The Washington delegation met with 12 representatives and four senators during their trip.
“So many of our legislators were not aware of this issue,” La Monte said. “It was a very successful trip.”
“We were armed with a unanimous resolution representing 19,000 cities in the National League of Cities, asking the federal government to take a look at the new business models for sober living homes that didn’t exist when the Fair Housing Act was first passed [in 1968],” he said.
La Monte spent an hour with U.S. Senator Dianne Feinstein discussing the sober living facilities issue. He found that without exception, the elected representatives the delegation spoke with knew nothing about the issue—most assumed that regulation of these facilities was handled at the state level.
The delegation spent a lot of time simply educating the senators and representatives about the negative effects of having numerous sober living homes in the same neighborhood.
In addition, most legislators didn’t know that drug and alcohol rehabilitation facilities and sober living homes are in two entirely separate categories when it comes to regulation. Drug and alcohol rehabs have medical staff and are licensed by the state, and can be dealt with at the state level.
But sober living homes, which many recovering drug and alcohol addicts go to after rehab for up to six months, have no medical staff, are not licensed or supervised and are not limited to six patients like the rehabs.

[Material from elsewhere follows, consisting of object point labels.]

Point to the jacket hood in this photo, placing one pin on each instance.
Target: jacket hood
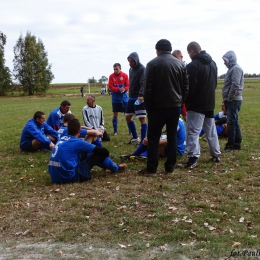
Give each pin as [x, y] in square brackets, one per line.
[203, 57]
[135, 57]
[231, 58]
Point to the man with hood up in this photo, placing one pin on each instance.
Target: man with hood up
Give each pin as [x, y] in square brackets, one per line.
[135, 104]
[232, 97]
[200, 104]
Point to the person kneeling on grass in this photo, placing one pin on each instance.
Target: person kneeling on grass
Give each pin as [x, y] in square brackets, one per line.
[37, 134]
[141, 151]
[89, 135]
[72, 158]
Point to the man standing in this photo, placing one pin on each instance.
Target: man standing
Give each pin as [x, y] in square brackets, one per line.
[135, 104]
[55, 119]
[118, 83]
[165, 89]
[232, 97]
[93, 117]
[200, 104]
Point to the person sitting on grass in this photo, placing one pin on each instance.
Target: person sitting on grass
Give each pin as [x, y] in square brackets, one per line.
[55, 119]
[89, 135]
[221, 123]
[72, 158]
[37, 134]
[141, 151]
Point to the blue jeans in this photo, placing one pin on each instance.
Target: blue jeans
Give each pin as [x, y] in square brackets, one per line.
[157, 118]
[234, 132]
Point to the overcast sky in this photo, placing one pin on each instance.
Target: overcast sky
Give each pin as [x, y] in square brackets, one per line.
[85, 38]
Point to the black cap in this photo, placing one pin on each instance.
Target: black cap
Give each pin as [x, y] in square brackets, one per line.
[163, 45]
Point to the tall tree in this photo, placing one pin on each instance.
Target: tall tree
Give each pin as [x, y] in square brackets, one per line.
[31, 67]
[5, 74]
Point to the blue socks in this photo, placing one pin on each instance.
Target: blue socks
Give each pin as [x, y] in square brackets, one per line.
[114, 122]
[132, 127]
[143, 131]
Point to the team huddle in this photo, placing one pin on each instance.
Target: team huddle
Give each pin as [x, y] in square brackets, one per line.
[161, 92]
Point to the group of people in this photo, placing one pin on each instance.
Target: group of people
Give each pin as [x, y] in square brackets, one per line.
[160, 92]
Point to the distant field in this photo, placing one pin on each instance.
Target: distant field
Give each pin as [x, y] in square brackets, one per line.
[211, 212]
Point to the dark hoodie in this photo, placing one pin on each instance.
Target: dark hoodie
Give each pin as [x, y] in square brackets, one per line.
[202, 73]
[136, 77]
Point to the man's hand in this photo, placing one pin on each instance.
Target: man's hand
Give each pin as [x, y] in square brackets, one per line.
[140, 99]
[51, 145]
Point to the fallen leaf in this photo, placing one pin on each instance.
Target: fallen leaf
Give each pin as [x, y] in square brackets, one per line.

“Sober living facilities are federally protected,” La Monte explained. According to La Monte, the recovering addicts who live in them are considered to be disabled for the purposes of the Fair Housing Act (FHA) and the Americans with Disabilities Act (ADA). Taken together, the FHA and ADA prevent local governments from treating sober living houses any differently than other residential uses in the same zone.
The homes, when they operate as they should, teach these individuals how to live in a real-life setting without drugs or alcohol, require attendance at AA meetings and adherence to house rules, and create a new social support system.
Unfortunately, some property owners are “always trying to exploit” the system, La Monte alleged. “They’re taking advantage of the laws and the lack of regulation.”
The eight sober living facilities in Malibu that belong to the LA County Sober Living Coalition charge anywhere from $4,500 to $10,000 each month per patient—it’s a growing business model.
Since local and state governments are essentially powerless to do anything to protect sober living home patients or their neighborhoods, any change means going to the federal level.
During a previous trip to Washington on another matter, in January 2017, La Monte had the opportunity to bring up the sober living home issue with Representatives Ted Lieu and Adam Schiff, and Senators Elizabeth Warren, Marco Rubio and Orrin Hatch. Those legislators requested the Government Accountability Office (GAO) to conduct a review of federal and state oversight of sober living homes, and the results of that study are expected to be back in February 2018.
“That study will help us tremendously,” La Monte said. “Change will eventually happen, slowly but surely. It’s a long journey, but we’re going to make the Fair Housing Act fair—it’s a question of keeping up the push.”
And when it comes to the rehabs, at the state level, La Monte feels California cities are finally gaining some traction. “For the first time in seven years, the state department of healthcare services is working with us instead of against us.”